The Role of Lubrication in Root Cause and Failure Analysis

Wes Cash, Noria Corporation
Tags: preventive maintenance, wear debris analysis, oil analysis

It’s a scenario most people are all too familiar with. Despite our best efforts a component failed in the plant and brought production to a stand-still. These failures are the bane of reliability and are often analyzed to determine failure modes, learn lessons to avoid future failures, and in some cases, to redesign the machine or environment to maximize uptime of the equipment. 

Terms like Root Cause Analysis (RCA) and Failure Reporting, Analysis and Corrective Action System (FRACAS) get thrown around, and teams of people are assembled to look at the failure from various aspects of operations, maintenance, environmental, and the list goes on. Ultimately, the goal is to determine what specifically happened that led to machine failure, so we don’t have the same thing occur time and again.

But the question remains, what role should lubrication play in all this?

Lubricant analysis exists in many forms within a facility — from the front-line staff performing inspections, all the way up to real-time sensors that provide data on the various parameters of the component. All this data is significant and should be integrated together. Each type of condition-monitoring technology has its own strengths and weaknesses but blending methods together can provide a better snapshot of what may actually be going wrong with that piece of equipment.

When it comes to lubrication analysis, the main data sources should include:

There are many different strategies to perform a root cause analysis, but they all share some similarities. With the same end-goal of determining what happened and how to avoid it from happening again, there has been the use of many methods, including the five whys, fishbone diagrams, fault tree analysis, scatter plot analysis, to name a few.

The Phases of Proper Failure Analysis

All these tools are valuable in helping to utilize the failure-analysis method that makes the most sense for your facility or organization. To simplify, here are five main phases I recommend should be followed:

1. Data Collection – This includes fact-finding, interviewing witnesses of the event, and determining if there were other sequential events that may have occurred with the failure. During the data-collection phase, it is important that evidence is preserved as much as possible. This includes documenting final running conditions, taking photographs of the equipment and components, and securing data samples much like the data mentioned above. Diligence is the key to avoid incurring any impact to the integrity of the data gathered during this step.

2. Assessment – During the assessment phase, the analytical methods such as the five whys may be employed. The overall goal of this step is to analyze the data and determine if it reveals the root cause of the failure. Oftentimes, root causes get grouped into one of many of the following categories including:

a. Equipment/Material Problems

b. Design Problems

c. Procedural Problems

d. Human Error

e. Training Deficiency

f. Management Problems

While this is not an exhaustive list, a single failure may have multiple reasons that caused it to get to a catastrophic case. For instance, the bearing wasn’t lubricated properly because the scheduled PM frequency was too long. Some technicians may just chalk this up to a lubrication issue and not look at the other aspects of what all was occurring.

3. Corrective Action – This represents the plan of remediation to fix the issue and stop it from occurring again.

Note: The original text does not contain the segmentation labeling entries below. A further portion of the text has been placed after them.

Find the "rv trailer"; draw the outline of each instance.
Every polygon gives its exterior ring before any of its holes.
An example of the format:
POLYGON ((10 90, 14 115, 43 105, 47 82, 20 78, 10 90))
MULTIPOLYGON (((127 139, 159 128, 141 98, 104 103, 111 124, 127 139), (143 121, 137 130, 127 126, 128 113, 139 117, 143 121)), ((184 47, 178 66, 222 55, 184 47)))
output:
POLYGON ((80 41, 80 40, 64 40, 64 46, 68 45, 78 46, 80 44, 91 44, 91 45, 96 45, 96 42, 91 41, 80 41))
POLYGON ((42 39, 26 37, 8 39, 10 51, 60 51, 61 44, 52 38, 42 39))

Oftentimes, this plan will involve various departments such as maintenance, reliability, engineering, and operations.  Depending on the complexity of the corrective action, a complete redesign/rebuild of the equipment or environment that houses the equipment may be the most prudent. These cases are rare but do occur.

4. Inform – The actions to prevent reoccurrence must be reported to the parties that will be responsible for implementing them. It is also a good practice to share the information with the departments that have an impact on the future operation of the asset. Sometimes, this may involve planners when a PM or BOM needs to be updated to reflect the changes stemming from this process.

5. Follow-up – As with any process a verification step is often employed to ensure that the corrective action plan was put into place. This may also include more detailed analysis moving forward such as increasing the rate of lubricant sampling, inspections, and testing of the equipment.

There are different types of failures that may require more significant analysis. For instance, a single-point failure that occurs when a single component fails might be solved in a matter of minutes and not require a regimented RCA process. Multi-point or sequential failures can be more difficult to determine the true root cause, and as such, require more focus and investigation to get to the real culprit.

Understanding when and where to deploy your RCA process can be based on many criteria. Usually, RCAs are reserved for those failures that are serious, complex, and repeating. If this isn’t the case, a simplified model of RCA can be used effectively without tremendous risk to the organization.

Don’t get discouraged if the process is hard or if the root cause is elusive. Be diligent and stick with it. Over time, you’ll find you’ve become adept at solving the tricky case of machine failure.